Kill the Differences
Solution is to kill the differences. Rather then focusing on how everyone is different and which management style to use to keep people in line – focus on what brings like minded people together. Common interests and values. Reasons to join an organization beyond salary. Because if that’s all you have to offer – how quickly will the best people leave if they get a better offer?
Is there a cause, a reason for your organization’s existence that you can rally your current and future employees around? A friend of mine has been building a company that will fundamentally challenge the communications industry and change the way we think about phones and connecting. I can get behind that… and so can anyone who believes in challenging the status quo and geeking out on new technology. The best part is that it doesn’t matter which generation you’re in. What motivates us to act are our beliefs – manifested through our interests and values.

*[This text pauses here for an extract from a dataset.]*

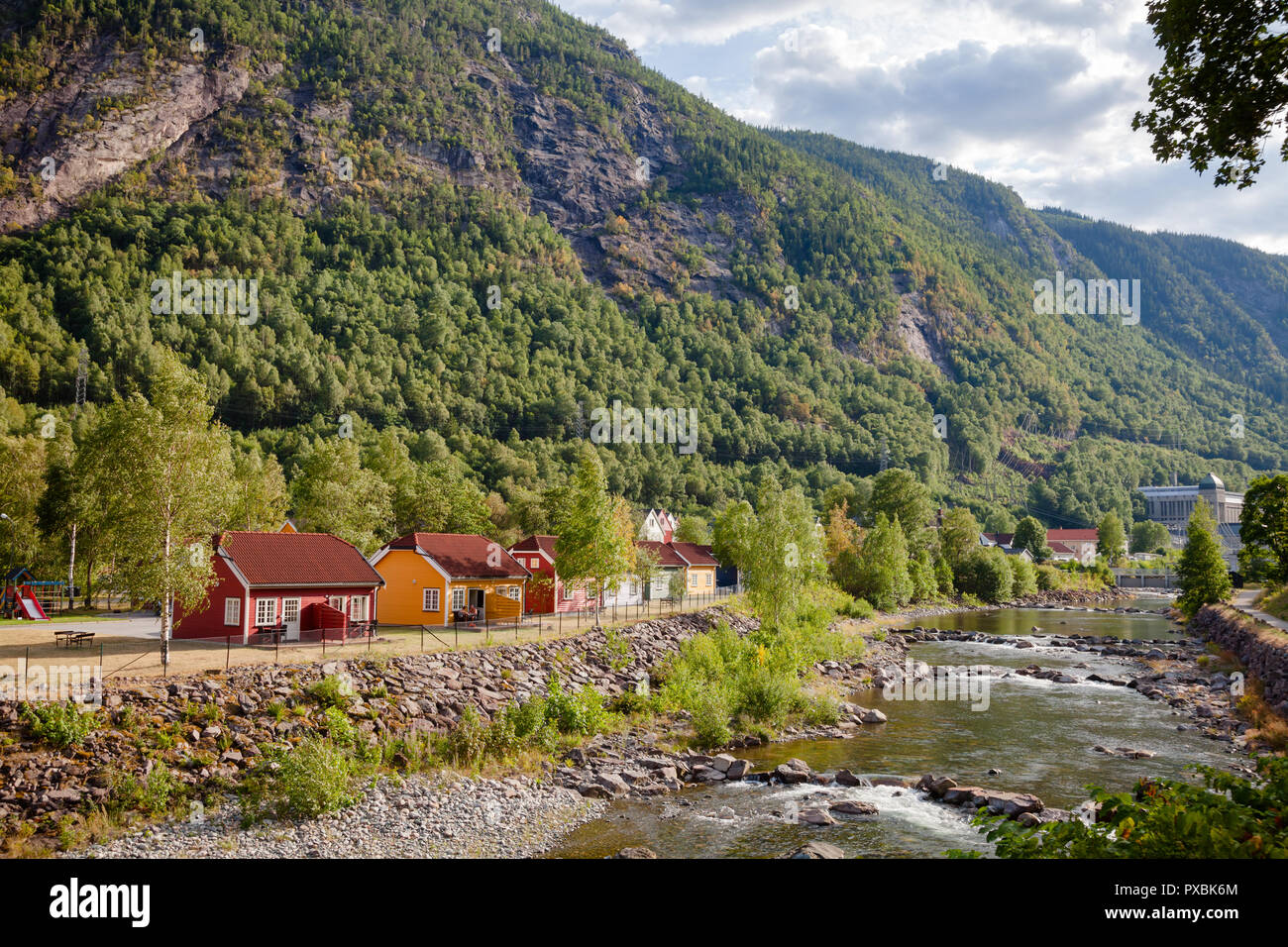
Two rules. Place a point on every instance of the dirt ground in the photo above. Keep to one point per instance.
(133, 650)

What is your battle cry?
Social Media to the Rescue
So, that’s all fine and dandy – but what can you actually DO? Well, let’s take some social media tools and see if we can come up with a few ideas:
Create a weekly “From the CEO’s Office” video – I know, I know… you hate to be on video. But so do 99% of other CEOs. So why don’t you get over it and be a leader in your industry instead of blending in with the furniture. Keep your employees and stakeholders informed while putting a human face to your organization.
Share your struggles – Whenever I ask other speakers how things are going, it’s all rainbows and unicorns – and I KNOW the real story is quite different. Most leaders will put on the same mask. Instead, share some of your struggles and how you’re planning to overcome them as a leader and as an organization. Be real for once.

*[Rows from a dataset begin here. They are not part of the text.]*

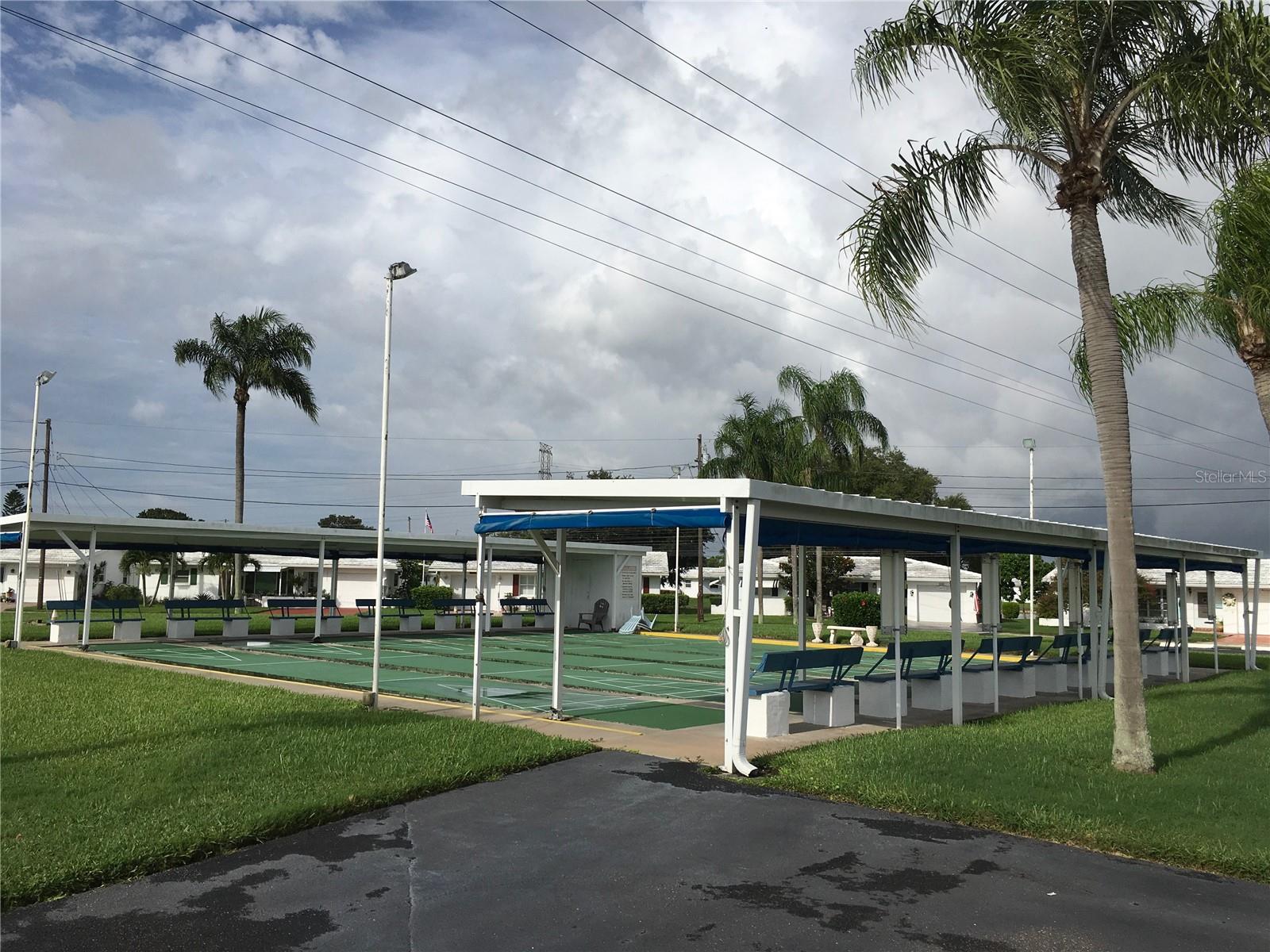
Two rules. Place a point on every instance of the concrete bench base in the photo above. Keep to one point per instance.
(933, 693)
(127, 631)
(283, 628)
(768, 715)
(1156, 663)
(1019, 683)
(831, 708)
(977, 689)
(181, 628)
(878, 698)
(1080, 674)
(332, 626)
(1052, 678)
(65, 632)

Have an internal Instagram contest – Why not offer an extra week of paid vacation to one of your employees? If that’s too rich, how about a dinner with the CEO? Have everyone instagram one product, book or idea that helps them save time. Vote on the best idea and reward the originator.

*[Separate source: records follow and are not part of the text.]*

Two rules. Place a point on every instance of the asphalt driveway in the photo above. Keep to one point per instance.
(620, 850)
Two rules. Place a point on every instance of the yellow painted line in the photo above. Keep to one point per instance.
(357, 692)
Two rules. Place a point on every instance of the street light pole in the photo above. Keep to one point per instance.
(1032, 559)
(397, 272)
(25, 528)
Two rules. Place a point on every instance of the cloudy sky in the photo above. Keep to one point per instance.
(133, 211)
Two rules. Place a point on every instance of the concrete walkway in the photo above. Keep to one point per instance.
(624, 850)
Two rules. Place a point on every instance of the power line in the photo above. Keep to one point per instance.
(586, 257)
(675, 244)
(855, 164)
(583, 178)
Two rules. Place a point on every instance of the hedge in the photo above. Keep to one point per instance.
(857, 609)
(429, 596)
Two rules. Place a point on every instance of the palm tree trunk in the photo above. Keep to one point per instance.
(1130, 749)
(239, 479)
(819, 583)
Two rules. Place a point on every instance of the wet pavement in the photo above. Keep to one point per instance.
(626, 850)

Show you care… on Facebook – Most organizations use Facebook (poorly) as a public facing look-at-our-stuff entity. How about using Facebook as a direct link to your employees to share their ideas and suggestions about an idea they’d like to work on? Or asking for their feedback about a new service you’re considering offering. This publicly shows responsibility and accountability to your team. And that’s sexy.
Host a Twitter jobfair – Forget Monster, Workopolis or whatever… host an online jobfair with a dedicated hashtag where anyone interested can pose a question directly to one of your employees or someone from the leadership team. Do it for an hour monthly and support it with some Facebook and Google Ads.
These are just a few ideas that will illuminate your organization’s culture and attract the RIGHT people. People who connect to your raison d’entre. BIG CAVEAT: If your sole reason for existence is to satisfy shareholders and make as much money as possible – then those are the kind of people you’ll get. Social media won’t suddenly make your organization awesome [Tweet this]. THAT change comes from the leadership and is only amplified by these tools.